このページでは、 視覚障害者あるいは盲人に関する様々なことがらについて解説しています。 ふだんあまり視覚障害者に会わない方々に、 全般的な知識を持っていただくために作成しました。 ここに書かれていることはおもに私 (望月) の個人的な経験にもとづくものであり、 内容の正確性・中立性を保証するものではありませんが、 もしお客様にお気づきの点がございましたら、 どうぞ株式会社アメディアまでご一報ください。 なお、このページで挙げている団体・商品名は各団体・企業に帰属するものです。 団体・企業に対する敬称は省略させていただきました。

参考資料:

株式会社アメディアのサイトでは、 視覚障害者の就労場面で必要な機器、日常生活を便利にする機器、 そして単純に目が見えなくても使いやすい用具や機器を紹介しています。 音声ソフトでも操作しやすくなっておりますので、ぜひご覧ください。

「視覚障害者」と「盲人」の使い分けについて

現在では「視覚障害者」という言葉がより一般的に使われるようになっていますが、 私自身全盲で、「盲人」という言葉に自分のアイデンティティを感じています。 そのため、このページでは「盲人」という言葉を多用しています。 ですが、通常「盲人」という言葉は中・軽度の弱視者を含まないので、 弱視者を含めて呼ぶときには「視覚障害者」という言葉を使っています。

目次

1. 視覚障害の定義

視覚障害とは、端的に言えば目が見えないことです。 視覚障害は、メガネやコンタクトレンズなどのいかなる手段で視力を矯正しても、 視力や視野狭窄の状態がある一定以上は復活しない状態をさします。 肉眼の視力が弱くても、メガネをかければよく見える人は視覚障害者ではありません。 日本の法律における視覚障害者は身体障害者に分類され (これ以外にも「知的障害者」「精神障害者」という分類があります)、 身体障害者福祉法の施行規則別表で以下のように定義されています。

1.1. 視覚障害の等級表

1級
  • 両眼の視力の和が 0.01以下のもの
2級
  • 両眼の視力の和が 0.02以上 0.04以下のもの
  • 両眼の視野がそれぞれ10度以内で かつ両目による視野について視能率による損失率が95%以上のもの
3級
  • 両眼の視力の和が 0.05以上 0.08以下のもの
  • 両眼の視野がそれぞれ10度以内で かつ両目による視野について視能率による損失率が90%以上のもの
4級
  • 両眼の視力の和が 0.09以上 0.12以下のもの
  • 両眼の視野がそれぞれ10度以内
5級
  • 両眼の視力の和が 0.13以上 0.2以下のもの
  • 両眼による視野の2分の1以上が欠けているもの
6級
  • 一眼の視力が 0.02以下、他眼の視力が 0.6以下のもので 両眼の視力の和が 0.2を超えるもの

このように、視覚障害には「視力障害」と 「視野障害」のふたつの要素が含まれています。 最近では「ロービジョン」という言葉もよく使われるようになってきましたが、 これは視覚障害とほぼ同じ意味と考えてよいでしょう。

1.2. 障害者手帳について

視覚障害者は身体障害者手帳を持つことができ、 これは地方自治体の福祉事務所に医師の診断書とともに申請すると 交付されます。身体障害者手帳は、単に「障害者手帳」あるいは「手帳」と 呼ばれることも多いです。

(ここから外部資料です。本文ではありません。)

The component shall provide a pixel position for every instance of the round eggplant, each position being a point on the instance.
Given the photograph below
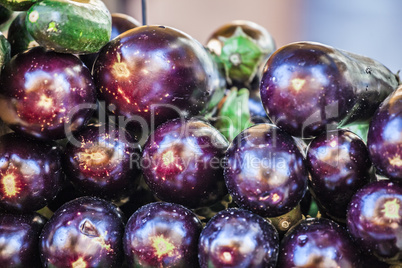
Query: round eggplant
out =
(238, 238)
(384, 137)
(339, 164)
(151, 74)
(182, 163)
(374, 220)
(100, 161)
(265, 171)
(318, 242)
(46, 94)
(19, 240)
(85, 232)
(30, 173)
(162, 235)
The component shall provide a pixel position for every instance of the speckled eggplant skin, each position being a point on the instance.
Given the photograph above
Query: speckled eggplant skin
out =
(103, 161)
(307, 87)
(19, 239)
(375, 220)
(318, 242)
(265, 171)
(182, 162)
(85, 232)
(384, 138)
(339, 164)
(46, 94)
(155, 70)
(162, 234)
(30, 173)
(238, 238)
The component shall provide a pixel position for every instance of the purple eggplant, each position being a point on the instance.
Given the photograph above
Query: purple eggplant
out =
(30, 173)
(384, 138)
(318, 242)
(374, 220)
(19, 240)
(151, 74)
(238, 238)
(162, 235)
(46, 94)
(85, 232)
(339, 165)
(265, 171)
(100, 162)
(182, 163)
(309, 87)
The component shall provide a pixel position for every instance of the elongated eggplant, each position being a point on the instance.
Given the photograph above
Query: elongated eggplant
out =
(385, 137)
(308, 87)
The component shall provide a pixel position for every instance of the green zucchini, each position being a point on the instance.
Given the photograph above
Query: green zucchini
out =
(70, 26)
(18, 36)
(5, 49)
(18, 5)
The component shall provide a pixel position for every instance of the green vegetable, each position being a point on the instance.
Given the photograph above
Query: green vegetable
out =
(18, 36)
(18, 5)
(70, 26)
(5, 49)
(234, 116)
(240, 56)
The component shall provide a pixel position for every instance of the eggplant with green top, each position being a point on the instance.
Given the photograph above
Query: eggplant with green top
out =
(307, 88)
(240, 46)
(70, 26)
(18, 5)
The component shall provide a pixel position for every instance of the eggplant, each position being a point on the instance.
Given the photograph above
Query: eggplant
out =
(265, 171)
(308, 87)
(339, 165)
(374, 220)
(384, 137)
(318, 242)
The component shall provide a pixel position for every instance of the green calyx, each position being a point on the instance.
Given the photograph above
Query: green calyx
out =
(234, 116)
(240, 56)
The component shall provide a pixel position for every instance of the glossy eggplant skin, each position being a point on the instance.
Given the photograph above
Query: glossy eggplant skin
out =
(182, 162)
(339, 165)
(30, 173)
(99, 162)
(384, 138)
(85, 232)
(309, 87)
(318, 242)
(238, 238)
(265, 171)
(162, 234)
(19, 240)
(151, 74)
(46, 94)
(374, 220)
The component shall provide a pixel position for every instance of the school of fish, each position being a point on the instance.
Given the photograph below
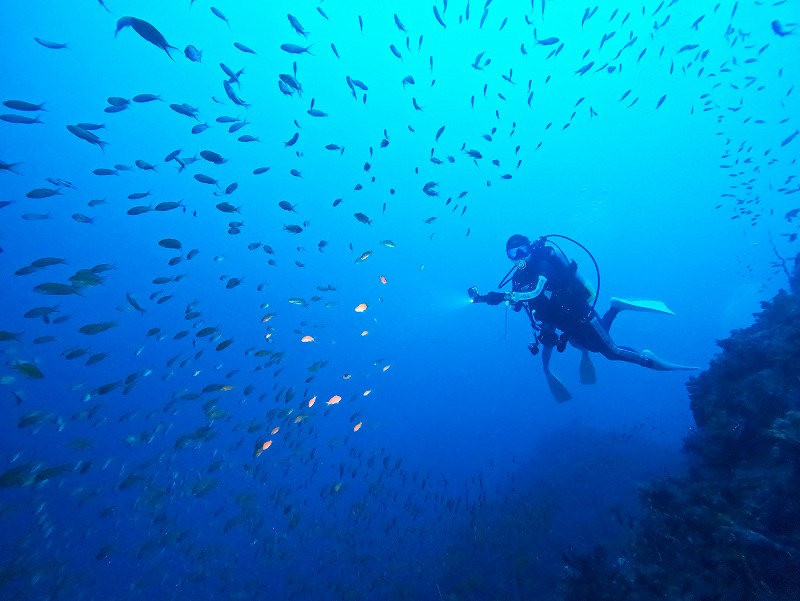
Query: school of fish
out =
(176, 318)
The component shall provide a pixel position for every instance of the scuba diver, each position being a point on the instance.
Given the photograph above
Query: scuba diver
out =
(547, 286)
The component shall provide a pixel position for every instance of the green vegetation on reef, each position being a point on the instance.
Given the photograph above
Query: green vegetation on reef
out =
(728, 528)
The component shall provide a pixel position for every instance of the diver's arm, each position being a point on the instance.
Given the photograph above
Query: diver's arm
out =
(490, 298)
(523, 296)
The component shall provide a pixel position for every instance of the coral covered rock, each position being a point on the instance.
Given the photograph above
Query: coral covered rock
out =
(729, 528)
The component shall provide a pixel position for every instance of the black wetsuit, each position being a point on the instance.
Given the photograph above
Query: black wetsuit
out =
(565, 304)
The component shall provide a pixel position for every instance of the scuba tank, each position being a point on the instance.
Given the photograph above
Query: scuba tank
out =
(572, 292)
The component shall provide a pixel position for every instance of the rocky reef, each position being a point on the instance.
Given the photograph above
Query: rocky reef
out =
(729, 527)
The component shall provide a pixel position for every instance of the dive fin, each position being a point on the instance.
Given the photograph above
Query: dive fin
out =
(557, 389)
(647, 306)
(659, 364)
(588, 375)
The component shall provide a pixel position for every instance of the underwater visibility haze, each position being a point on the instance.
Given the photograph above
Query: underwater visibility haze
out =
(239, 360)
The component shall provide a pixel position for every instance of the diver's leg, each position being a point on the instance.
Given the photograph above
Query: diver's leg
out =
(587, 372)
(557, 389)
(612, 351)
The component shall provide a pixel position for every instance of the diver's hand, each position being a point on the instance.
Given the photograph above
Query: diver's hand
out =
(494, 298)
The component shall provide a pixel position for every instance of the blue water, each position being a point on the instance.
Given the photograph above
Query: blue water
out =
(465, 479)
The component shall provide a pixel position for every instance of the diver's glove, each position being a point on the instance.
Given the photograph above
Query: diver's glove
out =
(494, 298)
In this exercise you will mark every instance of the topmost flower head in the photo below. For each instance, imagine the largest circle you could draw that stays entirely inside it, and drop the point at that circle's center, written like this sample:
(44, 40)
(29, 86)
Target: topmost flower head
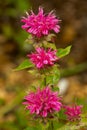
(40, 24)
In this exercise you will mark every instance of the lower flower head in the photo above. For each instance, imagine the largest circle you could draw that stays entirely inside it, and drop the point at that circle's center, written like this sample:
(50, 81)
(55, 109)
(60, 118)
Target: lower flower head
(43, 102)
(73, 112)
(43, 58)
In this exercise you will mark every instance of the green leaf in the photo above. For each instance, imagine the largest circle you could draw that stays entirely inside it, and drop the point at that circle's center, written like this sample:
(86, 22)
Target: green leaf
(63, 52)
(24, 65)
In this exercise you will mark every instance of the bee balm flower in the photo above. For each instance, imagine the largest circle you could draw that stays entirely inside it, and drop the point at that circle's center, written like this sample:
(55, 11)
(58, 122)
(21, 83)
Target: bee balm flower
(43, 102)
(43, 58)
(40, 24)
(73, 113)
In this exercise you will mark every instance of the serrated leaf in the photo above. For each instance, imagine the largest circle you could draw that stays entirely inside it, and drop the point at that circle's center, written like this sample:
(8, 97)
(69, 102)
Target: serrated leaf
(24, 65)
(63, 52)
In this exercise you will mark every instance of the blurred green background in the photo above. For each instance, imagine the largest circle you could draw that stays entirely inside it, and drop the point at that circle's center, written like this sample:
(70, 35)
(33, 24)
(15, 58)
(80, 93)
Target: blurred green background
(13, 50)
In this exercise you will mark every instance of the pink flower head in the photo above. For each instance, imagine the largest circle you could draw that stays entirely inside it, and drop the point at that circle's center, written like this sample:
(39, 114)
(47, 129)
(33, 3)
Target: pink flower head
(43, 102)
(40, 24)
(73, 112)
(43, 58)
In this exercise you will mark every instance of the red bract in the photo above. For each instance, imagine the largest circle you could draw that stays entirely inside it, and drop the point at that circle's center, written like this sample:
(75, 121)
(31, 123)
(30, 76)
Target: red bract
(73, 112)
(43, 102)
(43, 58)
(40, 24)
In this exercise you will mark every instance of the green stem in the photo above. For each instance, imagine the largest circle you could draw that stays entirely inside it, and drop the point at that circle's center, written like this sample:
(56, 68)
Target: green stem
(52, 128)
(45, 81)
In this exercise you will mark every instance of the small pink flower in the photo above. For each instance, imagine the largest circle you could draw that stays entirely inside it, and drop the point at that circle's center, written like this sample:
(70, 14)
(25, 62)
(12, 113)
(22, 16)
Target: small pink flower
(43, 102)
(43, 58)
(73, 112)
(40, 24)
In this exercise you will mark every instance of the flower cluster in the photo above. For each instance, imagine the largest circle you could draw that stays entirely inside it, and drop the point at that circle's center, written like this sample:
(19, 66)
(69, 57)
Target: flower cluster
(73, 112)
(43, 102)
(43, 58)
(40, 24)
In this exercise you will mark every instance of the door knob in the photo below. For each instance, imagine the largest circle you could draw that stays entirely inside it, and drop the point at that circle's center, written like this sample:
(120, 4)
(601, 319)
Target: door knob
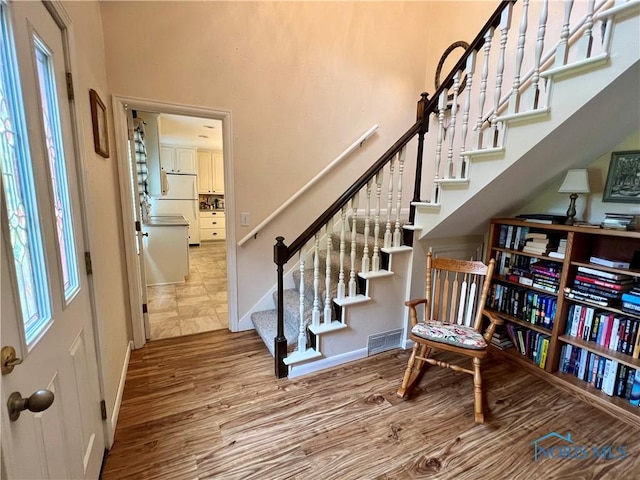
(9, 359)
(37, 402)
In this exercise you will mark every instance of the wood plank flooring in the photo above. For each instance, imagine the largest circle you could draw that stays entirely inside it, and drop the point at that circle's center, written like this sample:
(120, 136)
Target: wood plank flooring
(208, 406)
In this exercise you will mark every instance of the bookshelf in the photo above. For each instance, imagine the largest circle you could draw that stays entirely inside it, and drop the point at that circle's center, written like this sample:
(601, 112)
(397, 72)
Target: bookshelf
(557, 268)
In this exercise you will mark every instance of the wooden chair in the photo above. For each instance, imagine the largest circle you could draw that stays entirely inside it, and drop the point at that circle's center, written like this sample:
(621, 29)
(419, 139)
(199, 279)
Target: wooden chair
(456, 292)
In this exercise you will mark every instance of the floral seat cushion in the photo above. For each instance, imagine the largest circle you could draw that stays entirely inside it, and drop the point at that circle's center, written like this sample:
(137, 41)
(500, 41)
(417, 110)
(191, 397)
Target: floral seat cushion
(453, 334)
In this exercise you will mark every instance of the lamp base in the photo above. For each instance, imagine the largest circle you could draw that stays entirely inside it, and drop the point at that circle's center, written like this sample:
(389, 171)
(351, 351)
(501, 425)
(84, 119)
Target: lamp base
(571, 211)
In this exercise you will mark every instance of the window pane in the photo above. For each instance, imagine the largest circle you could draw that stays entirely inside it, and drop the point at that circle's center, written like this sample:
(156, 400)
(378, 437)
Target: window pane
(57, 168)
(20, 202)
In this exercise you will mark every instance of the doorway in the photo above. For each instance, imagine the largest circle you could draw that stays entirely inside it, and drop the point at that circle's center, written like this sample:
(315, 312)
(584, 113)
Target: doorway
(186, 148)
(208, 297)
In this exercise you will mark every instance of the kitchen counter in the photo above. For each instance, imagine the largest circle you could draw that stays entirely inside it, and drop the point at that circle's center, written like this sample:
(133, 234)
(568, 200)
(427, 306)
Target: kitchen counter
(167, 221)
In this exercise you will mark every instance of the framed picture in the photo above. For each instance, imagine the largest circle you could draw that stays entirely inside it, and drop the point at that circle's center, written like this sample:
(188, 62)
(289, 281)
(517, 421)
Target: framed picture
(623, 179)
(100, 126)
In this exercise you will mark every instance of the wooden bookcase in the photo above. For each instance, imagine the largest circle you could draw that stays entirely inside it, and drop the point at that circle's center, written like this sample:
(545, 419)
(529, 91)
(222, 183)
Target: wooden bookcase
(581, 244)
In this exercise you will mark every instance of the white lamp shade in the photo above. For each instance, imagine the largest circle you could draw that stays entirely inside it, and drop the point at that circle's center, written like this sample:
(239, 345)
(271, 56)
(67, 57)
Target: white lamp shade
(576, 181)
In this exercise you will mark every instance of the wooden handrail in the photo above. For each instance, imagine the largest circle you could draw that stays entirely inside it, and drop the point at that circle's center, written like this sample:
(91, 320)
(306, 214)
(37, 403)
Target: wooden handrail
(351, 148)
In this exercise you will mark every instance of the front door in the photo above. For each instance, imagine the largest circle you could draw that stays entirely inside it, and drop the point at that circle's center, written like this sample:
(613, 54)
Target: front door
(46, 306)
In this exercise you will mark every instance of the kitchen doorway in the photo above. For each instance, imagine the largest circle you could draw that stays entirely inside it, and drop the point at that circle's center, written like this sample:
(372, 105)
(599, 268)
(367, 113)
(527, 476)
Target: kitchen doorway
(207, 299)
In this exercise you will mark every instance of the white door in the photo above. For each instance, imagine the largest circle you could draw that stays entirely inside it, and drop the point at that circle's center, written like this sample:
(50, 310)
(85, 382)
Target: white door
(46, 310)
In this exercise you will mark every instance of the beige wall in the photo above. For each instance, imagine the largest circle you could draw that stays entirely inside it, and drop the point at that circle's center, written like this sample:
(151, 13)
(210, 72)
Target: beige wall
(103, 200)
(590, 207)
(302, 80)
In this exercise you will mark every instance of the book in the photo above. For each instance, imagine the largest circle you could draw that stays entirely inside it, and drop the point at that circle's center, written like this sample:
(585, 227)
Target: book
(542, 218)
(609, 263)
(634, 397)
(603, 274)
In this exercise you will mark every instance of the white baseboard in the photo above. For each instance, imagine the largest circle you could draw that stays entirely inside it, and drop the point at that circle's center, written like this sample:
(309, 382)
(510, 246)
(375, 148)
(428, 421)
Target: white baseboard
(119, 393)
(323, 364)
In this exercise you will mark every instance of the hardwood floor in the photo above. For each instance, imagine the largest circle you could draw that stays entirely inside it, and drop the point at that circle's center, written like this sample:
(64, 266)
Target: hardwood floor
(208, 406)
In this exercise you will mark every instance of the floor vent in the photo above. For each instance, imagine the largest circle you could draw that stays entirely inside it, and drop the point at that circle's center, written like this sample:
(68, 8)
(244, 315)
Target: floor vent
(382, 342)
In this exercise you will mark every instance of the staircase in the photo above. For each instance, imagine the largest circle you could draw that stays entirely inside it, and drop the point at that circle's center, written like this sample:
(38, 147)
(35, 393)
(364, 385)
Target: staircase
(507, 110)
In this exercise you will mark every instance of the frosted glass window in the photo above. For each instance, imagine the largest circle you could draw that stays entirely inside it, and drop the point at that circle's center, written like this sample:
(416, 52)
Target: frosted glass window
(57, 169)
(18, 187)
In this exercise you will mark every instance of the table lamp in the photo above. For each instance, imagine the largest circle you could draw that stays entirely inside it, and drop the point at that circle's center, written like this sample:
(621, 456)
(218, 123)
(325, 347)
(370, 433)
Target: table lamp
(575, 182)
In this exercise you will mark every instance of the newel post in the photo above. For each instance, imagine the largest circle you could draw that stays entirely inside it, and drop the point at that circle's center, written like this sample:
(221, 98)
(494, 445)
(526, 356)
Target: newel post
(280, 252)
(423, 116)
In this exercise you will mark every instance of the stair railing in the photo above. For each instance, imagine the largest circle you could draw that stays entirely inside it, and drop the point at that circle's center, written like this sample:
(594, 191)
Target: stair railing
(468, 112)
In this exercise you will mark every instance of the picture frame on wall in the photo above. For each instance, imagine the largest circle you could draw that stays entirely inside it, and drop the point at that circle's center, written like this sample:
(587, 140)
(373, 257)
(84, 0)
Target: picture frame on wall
(100, 125)
(623, 178)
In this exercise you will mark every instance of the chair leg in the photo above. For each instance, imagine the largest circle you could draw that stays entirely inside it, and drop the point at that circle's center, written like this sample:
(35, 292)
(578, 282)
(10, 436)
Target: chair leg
(413, 373)
(477, 390)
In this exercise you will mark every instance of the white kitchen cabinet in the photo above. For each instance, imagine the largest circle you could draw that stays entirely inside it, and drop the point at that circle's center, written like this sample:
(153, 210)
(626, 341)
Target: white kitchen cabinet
(210, 172)
(212, 225)
(178, 159)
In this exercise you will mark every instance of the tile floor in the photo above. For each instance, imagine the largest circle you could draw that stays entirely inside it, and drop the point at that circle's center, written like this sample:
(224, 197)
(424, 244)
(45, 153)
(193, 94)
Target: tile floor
(199, 304)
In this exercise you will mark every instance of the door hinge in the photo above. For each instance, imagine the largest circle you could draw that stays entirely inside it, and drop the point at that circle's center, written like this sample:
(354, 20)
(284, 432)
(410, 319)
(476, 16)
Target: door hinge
(87, 262)
(70, 85)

障害者にとって障害者手帳とは「自分が障害者であることの証明」の ようなものです。障害者手帳には上に記した障害者としての等級が書かれており、 視覚障害者はこれを提示することによって、各種公共機関の福祉サービスや 交通機関の運賃の割引きサービスなどを受けることができます。 また、障害者手帳の交付数は、国や自治体が障害者の実態を把握するための 統計のベースにもなっています。

1.3. 法律で定義されていない視覚障害

実際には、上記のような定義にあてはまらない 視覚障害をもっている人もいますが、これらの障害は 法律では定義されていませんので、 身体障害者手帳の交付対象とはなりません。

色覚障害

色覚障害では、いわゆる色盲と呼ばれる状態がよく知られています。 これは、特定波長の色が認識できない状態です。 これとは別に、特定の色が別の色に見える人もいます。 この状態は色覚異常と考えられます。

光覚障害

光覚障害で一般によく知られているのは、 夜になると全く見えなくなる夜盲症です。 逆に、明るいとまぶしくてまったく対応できない人もいます。 また、暗所から明所、その逆の明所から暗所へ移動した時に、 順応が遅い人もおり、これも一つの明暗順応障害と言えます。

1.4. 視野の視能率

さて、国が決めた判定基準に再び戻りましょう。 等級の判定基準の中に「視能率」という言葉が出てきました。
  • 両眼の視野がそれぞれ10度以内で かつ両目による視野について視能率による損失率が95%以上のもの

これは 2級の視野に関する判定基準です。 視能率とは、視覚の機能障害の評価法の一種です。 機能が健常であれば視能率は100パーセント、 視力が全くない場合は、視能率は0パーセントとなります。 視野障害の視能率を求めるには、視野計というものを使って、 8方向の残存視野の角度を測定し、それを合計します。 この結果を平均的な人の合計と比較し、その割合を求めます。 障害の程度を表す場合、通常は「視能率の損失率」を使うことになっています。 よって、健常の人は損失率0%、全盲の場合は損失率100%ということになります。

1.5. 加齢による視覚障害

歳を取ると、身体のいろいろな部分が老化してきますが、 目もその例外ではありません。2001年の身体障害者(児)実態調査によると、 20歳以上の視覚障害者の人口は301,000人で、そのうち約64%が 65歳以上という結果になっています。 これは、医学の発達により、若年での失明者が減少する一方で、 加齢による視力の減退や視野の狭窄などによる視覚障害の発症が 増えていることを示唆しています。 高齢者では、以下のような原因による視覚障害がよく見られます。

視力障害の原因

視野障害の原因

なお、視野障害のおもな原因である網膜色素変性症は、 若年または中年で発症し、その後徐々に進行することが多いと言われています。

1.6. 盲ろう (盲聾)

盲ろう (盲聾) とは視覚障害と聴覚障害をあわせもった状態です。 日本の法律では盲ろう者についてのはっきりした定義はなく、 盲ろう者は視覚障害と聴覚障害をあわせもつ 「重複障害者」として定義されます。 日本全国ではおよそ数万人の盲ろう者がいると推定されていますが、 その正確な数はわかっていません。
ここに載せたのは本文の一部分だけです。